Possibile che la croce dia più problemi in un seminario che nel mondo laico della scuola?

30 Maggio 2020 alle 07:13

Liberarsi dal clero ipovedente e ipermondano

(foto LaPresse)

“Possibile che nel mondo laico della scuola nessuno avesse fatto problemi per la mia croce e, invece, in un seminario, dove si preparavano i futuri sacerdoti, una croce era così fastidiosa e problematica?”. La domanda di don Sabino Decorato, autore di “Chiesa in libera uscita” (Fede & Cultura), è retorica.

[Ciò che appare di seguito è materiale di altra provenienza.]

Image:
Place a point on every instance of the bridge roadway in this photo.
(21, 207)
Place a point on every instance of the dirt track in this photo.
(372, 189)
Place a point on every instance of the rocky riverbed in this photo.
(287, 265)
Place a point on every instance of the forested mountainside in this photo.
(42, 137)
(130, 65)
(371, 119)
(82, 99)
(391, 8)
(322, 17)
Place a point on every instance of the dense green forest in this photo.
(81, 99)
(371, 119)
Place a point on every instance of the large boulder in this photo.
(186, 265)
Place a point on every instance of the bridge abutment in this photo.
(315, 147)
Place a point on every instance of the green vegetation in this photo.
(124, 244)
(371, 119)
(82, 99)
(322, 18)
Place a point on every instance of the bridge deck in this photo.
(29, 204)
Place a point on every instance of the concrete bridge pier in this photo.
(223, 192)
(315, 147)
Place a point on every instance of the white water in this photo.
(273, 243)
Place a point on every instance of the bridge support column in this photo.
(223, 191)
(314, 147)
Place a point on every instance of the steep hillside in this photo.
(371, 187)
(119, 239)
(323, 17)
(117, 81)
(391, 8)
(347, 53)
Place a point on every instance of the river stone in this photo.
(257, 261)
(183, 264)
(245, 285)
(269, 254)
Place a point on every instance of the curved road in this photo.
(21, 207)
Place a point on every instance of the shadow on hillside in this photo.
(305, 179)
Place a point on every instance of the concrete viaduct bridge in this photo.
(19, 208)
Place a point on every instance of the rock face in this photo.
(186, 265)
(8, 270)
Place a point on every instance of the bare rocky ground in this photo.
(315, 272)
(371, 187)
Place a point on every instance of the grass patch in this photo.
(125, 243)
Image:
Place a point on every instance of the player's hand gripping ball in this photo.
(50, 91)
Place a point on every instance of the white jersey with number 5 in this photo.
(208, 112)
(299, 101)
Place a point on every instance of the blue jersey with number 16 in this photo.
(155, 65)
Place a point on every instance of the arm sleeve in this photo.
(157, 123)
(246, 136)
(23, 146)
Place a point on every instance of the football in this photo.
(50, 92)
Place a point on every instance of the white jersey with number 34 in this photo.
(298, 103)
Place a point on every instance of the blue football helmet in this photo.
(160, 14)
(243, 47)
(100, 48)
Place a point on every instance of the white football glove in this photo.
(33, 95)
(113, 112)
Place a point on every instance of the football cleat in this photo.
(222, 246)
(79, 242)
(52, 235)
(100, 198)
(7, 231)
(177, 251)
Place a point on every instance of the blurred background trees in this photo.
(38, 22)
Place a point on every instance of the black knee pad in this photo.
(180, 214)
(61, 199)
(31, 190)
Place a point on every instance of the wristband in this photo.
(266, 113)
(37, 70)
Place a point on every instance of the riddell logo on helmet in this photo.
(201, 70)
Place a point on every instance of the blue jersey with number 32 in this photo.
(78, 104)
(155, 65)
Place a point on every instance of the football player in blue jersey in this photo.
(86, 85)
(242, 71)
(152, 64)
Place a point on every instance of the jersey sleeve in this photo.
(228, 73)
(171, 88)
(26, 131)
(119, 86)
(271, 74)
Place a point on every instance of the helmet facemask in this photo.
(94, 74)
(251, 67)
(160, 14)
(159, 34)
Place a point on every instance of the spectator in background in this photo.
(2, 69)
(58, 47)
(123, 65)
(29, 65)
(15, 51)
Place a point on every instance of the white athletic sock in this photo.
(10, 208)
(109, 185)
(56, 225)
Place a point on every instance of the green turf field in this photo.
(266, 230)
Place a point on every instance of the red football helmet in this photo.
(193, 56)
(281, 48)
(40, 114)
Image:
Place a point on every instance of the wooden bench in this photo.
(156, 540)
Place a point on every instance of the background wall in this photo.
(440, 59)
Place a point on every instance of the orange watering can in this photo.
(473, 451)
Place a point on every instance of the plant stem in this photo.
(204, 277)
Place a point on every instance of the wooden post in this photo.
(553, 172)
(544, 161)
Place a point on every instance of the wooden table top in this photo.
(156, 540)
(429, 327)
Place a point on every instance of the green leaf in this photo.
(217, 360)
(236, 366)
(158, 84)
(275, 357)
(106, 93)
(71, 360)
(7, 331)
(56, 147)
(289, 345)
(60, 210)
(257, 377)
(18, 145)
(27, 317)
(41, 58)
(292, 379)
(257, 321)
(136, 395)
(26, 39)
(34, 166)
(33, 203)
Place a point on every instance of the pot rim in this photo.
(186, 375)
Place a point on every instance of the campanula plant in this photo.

Se esiste un ceto avverso alla croce di Cristo questo è il clero diocesano. Il sacerdote novarese racconta il suo periodo in seminario, primi anni Zero, reso difficile dall’ostilità dei superiori verso chi portava la croce e l’abito ecclesiastico. Novara o Milano o Parma non cambia, la dissacrazione è quantomeno nazionale: oltre ad aver perso una parrocchiana, il parroco di Silvia Romano nelle interviste sta perdendo anche il colletto, e davanti a una chiesa dove passo spesso siede abitualmente un prete indistinguibile da un barbiere di paese in attesa di clienti, qualcosa di una profanità inguardabile, e siccome non posso scavalcarlo né salutarlo né litigarci, allungo e se ho tempo vado dai frati. Se non ho tempo di spingermi fino ai conventi francescani rinuncio alla preghiera in chiesa e ripiego sulla preghiera in casa: liberaci dal clero ipocredente e ipermondano che si frappone fra Cristo e il nostro bisogno di Cristo.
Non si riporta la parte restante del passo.